North Sea complications disrupted the CEO's focus on slashing F&D costs to establish greater certainty to growth. Until around last spring, the company was making progress at North Sea. In my view, the firm would substantially attract back investors by announcing a strategic split based around operations. It should consider also selling off its domestic shale gas business to help streamline production. Production is estimated around 443 kboe/d in 2012. As for financial shape, net debt is anticipated to more than double off of 2010 levels by the end of 2013. Reducing leverage would de-risk the company and help win back investors.
Consensus estimates for Talisman's EPS forecast that it will grow by 132.4% to $0.79 in 2011 and then by 21.5% and 35.4% in the following two years.

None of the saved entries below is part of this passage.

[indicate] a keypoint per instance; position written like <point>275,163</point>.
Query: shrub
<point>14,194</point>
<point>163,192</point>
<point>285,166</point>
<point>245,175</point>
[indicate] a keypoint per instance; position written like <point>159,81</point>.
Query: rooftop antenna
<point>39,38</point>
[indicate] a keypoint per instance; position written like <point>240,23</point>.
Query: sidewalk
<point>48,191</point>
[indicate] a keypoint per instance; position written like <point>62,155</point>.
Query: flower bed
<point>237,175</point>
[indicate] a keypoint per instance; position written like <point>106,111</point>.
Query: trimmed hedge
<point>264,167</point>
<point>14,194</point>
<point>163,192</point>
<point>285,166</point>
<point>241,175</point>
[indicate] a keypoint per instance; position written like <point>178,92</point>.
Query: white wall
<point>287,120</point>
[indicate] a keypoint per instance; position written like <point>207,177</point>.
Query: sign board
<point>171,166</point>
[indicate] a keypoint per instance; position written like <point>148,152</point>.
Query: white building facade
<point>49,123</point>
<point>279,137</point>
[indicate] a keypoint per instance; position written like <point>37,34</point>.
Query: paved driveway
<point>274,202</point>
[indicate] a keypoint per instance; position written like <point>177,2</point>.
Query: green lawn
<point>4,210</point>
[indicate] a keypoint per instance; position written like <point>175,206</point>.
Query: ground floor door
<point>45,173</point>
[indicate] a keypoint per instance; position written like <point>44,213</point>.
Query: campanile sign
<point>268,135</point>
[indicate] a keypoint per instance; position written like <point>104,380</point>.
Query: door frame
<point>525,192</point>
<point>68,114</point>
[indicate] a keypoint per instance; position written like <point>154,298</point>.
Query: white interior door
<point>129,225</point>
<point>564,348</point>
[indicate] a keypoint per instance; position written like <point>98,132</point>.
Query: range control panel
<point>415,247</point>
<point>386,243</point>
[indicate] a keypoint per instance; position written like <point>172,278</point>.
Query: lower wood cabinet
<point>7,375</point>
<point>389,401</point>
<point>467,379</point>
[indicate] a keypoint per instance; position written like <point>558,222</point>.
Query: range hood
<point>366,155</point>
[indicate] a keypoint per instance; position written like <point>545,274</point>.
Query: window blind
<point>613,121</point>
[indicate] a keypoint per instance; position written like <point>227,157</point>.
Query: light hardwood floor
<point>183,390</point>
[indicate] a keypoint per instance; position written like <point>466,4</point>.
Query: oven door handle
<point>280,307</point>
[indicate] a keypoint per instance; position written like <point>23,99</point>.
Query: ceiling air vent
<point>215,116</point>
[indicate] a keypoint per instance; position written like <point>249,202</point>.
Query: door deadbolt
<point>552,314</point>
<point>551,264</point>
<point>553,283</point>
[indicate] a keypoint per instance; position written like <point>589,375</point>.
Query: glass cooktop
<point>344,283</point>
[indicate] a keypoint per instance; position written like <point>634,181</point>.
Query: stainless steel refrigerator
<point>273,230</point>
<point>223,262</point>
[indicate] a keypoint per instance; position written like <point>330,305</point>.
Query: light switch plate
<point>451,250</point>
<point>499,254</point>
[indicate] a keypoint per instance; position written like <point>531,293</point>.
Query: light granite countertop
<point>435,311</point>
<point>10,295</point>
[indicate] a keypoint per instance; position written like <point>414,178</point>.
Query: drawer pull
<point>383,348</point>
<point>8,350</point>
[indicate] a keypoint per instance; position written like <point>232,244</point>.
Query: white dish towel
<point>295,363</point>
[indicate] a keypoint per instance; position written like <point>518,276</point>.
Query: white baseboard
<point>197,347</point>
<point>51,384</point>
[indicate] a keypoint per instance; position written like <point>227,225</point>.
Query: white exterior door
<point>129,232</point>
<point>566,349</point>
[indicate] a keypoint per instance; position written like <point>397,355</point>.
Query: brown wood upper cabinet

Modeling a CAGR of 56.4% for EPS over the next three years and then discounting backwards by a WACC of 9% yields a fair value figure of $15.78, implying 26.4% upside.
Suncor had a stellar conclusion to a stellar year with 325K barrels worth of oil sands production and record cash flow exceeding $2.6B. Furthermore, the company is much less exposed to political instability than what the market makes out - only 3% of cash flow comes from Libya and Syria. Moreover, in the former, Harough has actually brought production back on stream at three-fifths of operations. In the latter, the company has declared force majeure. Suncor continues to be attractive in light of its low-cost E&P portfolio and catalysts at Eagle Ford and the Beta field off of Norway.
Consensus estimates for Suncor's EPS forecast that it will decline by 7.8% to $3.33 in 2012, grow by 20.4% in 2013, and then decline by 3.7% in 2014. Assuming a multiple of 11x and a conservative 2013 EPS of $3.94, the rough intrinsic value of the stock is $43.34, implying 23.5% upside. Even if the multiple were absurdly to plummet to 8x and 2012 EPS turns out to be 6.2% below consensus, the stock would fall by 14.3%. Accordingly, Suncor has very favorable risk/reward.
Disclosure: I have no positions in any stocks mentioned, and no plans to initiate any positions within the next 72 hours.